Aqueles que escrevem, mesmo
que não se considerem escritores, embora o sejam, sabem do problema da primeira
frase. O tiro de partida, o princípio de uma história, se começa mal há de
terminar pior, teme aquele que escreve, e se tive bom começo há de se
desenvolver bem e terminar ainda melhor.
Há que se concentrar na primeira frase, uma espécie de
tudo-ou-nada para o início de um texto. Tanto que, para alguns, e não são poucos,
a história nem começa, travada empacada obstruída por algum enrosco na cabeça
do escritor, que impede a partida e não se desenvolve nunca. Perde-se no tempo
uma história. A frustração daquele que escreve então é monstruosa devastadora
deprimente.
Resolvi colecionar algumas primeiras frases, talvez como
estímulo aos que escrevem. Começo com
Luiz Ruffato, com o conto O dia em
que encontrei meu pai (página 45), do
livro A cidade dorme (Companhia das
Letras, 2018). http://loucoporcachorros.blogspot.com.br/2018/03/a-cidade-dorme.html
Eis a frase:
“Minha mãe não acreditou quando eu disse que
havia encontrado com meu pai.”
Sua simplicidade é notável, o narrador fala na
primeira pessoa. A história tem início com duas palavras-chave: “minha mãe”. Em
seguida, uma negativa forte: [ela] “não acreditou”.
Tem início a
descrição da relação entre filho e sua mãe, pois o filho conta alguma coisa – “quando
eu disse” – e a mão ouve, dá valor, leva em consideração; pode-se supor a
partir daí uma boa relação entre ambos, pois eles conversam.

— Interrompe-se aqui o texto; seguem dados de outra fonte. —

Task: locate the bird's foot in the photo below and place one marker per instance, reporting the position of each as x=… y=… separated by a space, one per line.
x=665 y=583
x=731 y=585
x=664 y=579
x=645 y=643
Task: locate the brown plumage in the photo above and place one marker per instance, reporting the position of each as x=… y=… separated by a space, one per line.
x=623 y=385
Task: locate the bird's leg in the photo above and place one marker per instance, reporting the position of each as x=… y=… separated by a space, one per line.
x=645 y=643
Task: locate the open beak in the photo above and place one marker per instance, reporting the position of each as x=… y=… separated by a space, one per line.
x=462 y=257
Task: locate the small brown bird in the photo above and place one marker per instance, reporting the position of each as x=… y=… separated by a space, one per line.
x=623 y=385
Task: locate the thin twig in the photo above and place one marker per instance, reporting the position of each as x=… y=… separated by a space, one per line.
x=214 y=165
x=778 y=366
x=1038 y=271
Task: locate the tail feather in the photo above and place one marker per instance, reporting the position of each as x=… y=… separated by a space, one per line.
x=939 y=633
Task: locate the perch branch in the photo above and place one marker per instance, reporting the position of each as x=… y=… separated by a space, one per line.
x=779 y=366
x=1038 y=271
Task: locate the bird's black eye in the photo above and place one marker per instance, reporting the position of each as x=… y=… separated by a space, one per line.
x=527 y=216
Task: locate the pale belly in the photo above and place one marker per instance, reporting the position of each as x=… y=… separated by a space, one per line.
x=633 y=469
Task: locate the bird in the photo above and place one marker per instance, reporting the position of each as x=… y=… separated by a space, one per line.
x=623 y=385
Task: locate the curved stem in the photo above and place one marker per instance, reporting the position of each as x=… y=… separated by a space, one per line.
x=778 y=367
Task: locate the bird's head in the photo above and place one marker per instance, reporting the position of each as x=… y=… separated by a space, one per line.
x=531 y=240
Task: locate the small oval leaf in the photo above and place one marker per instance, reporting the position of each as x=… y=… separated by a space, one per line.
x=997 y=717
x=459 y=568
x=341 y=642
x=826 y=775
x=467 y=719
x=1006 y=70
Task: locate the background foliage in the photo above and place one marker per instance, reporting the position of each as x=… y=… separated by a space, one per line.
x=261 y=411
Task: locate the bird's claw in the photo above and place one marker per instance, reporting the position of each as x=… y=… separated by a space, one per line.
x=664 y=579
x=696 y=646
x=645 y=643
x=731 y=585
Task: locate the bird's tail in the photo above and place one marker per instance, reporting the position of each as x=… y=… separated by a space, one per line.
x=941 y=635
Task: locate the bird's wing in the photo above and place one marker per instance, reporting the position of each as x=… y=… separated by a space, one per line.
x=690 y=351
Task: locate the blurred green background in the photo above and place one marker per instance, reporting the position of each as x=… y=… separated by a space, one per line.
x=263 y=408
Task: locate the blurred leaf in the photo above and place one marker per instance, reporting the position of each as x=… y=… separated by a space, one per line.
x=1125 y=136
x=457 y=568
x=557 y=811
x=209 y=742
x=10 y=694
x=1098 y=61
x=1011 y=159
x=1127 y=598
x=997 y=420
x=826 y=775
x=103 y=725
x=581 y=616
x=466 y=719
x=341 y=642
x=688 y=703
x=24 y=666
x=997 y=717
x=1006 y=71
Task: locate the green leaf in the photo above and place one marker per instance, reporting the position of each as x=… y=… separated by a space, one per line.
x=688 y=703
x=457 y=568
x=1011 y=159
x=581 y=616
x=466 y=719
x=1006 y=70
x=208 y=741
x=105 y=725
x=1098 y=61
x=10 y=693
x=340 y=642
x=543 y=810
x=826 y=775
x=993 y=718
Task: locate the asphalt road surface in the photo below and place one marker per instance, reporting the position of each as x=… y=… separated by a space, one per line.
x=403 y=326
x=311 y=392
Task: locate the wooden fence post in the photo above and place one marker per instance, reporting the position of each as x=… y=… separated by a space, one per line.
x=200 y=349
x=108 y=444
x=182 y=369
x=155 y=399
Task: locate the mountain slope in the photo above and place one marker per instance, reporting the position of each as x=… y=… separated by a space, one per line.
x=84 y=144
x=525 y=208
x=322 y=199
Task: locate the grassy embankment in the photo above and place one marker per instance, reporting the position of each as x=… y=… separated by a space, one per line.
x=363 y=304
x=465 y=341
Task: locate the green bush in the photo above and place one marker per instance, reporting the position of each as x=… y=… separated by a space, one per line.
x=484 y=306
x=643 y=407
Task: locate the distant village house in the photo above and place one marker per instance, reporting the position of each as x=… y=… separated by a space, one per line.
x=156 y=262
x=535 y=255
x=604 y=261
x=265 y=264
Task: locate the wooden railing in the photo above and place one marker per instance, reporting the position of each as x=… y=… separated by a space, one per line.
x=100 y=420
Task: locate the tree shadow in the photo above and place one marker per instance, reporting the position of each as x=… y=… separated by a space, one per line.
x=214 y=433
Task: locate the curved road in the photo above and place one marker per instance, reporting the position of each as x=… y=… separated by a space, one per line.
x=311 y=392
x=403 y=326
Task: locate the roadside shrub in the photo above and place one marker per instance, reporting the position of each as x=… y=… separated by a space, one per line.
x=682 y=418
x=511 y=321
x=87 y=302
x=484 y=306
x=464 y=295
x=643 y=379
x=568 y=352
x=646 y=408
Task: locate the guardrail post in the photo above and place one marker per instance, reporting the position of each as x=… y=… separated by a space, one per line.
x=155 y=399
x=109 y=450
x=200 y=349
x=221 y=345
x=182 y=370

O narrador, talvez um menino ainda, ou adolescente,
informa à mãe que “havia encontrado”, sugerindo tratar-se de um fato
extraordinário, improvável e imprevisto, o que leva às alturas a emoção contida
até então na frase, antes mesmo de seu término.
E esta introdução ao conto – a primeira frase – termina “com
meu pai”, o que completa o sentido de toda uma ideia. O narrador não disse que
encontrou o pai, mas sim “com” o pai. Houve um encontro de fato.
E por que a mãe
não teria acreditado? Que pai é esse? Onde esteve durante todo esse tempo a
ponto de tornar o encontro com o filho algo inacreditável? O que conversaram
durante tal encontro, se é que conversaram? Que suspense criado por uma única
frase!
Não desejo e nem é conveniente antecipar aqui o
desenrolar da história, mas posso afirmar que toda ela está contida nesta
primeira frase. A partir daí Ruffato desenvolve sua história magistralmente,
digna de figurar nas melhores antologias.
Resta uma questão a ser respondida, pelo menos na curiosa
mente deste blogueiro. Teria o autor de fato utilizado esta frase como ponto de
partida para o conto, ou ela surgiu ao final, a história já composta, durante a
edição tão necessária para o aprimoramento do texto? A menos que perguntemos para
o autor, nunca saberemos. De qualquer modo, a frase é ótima!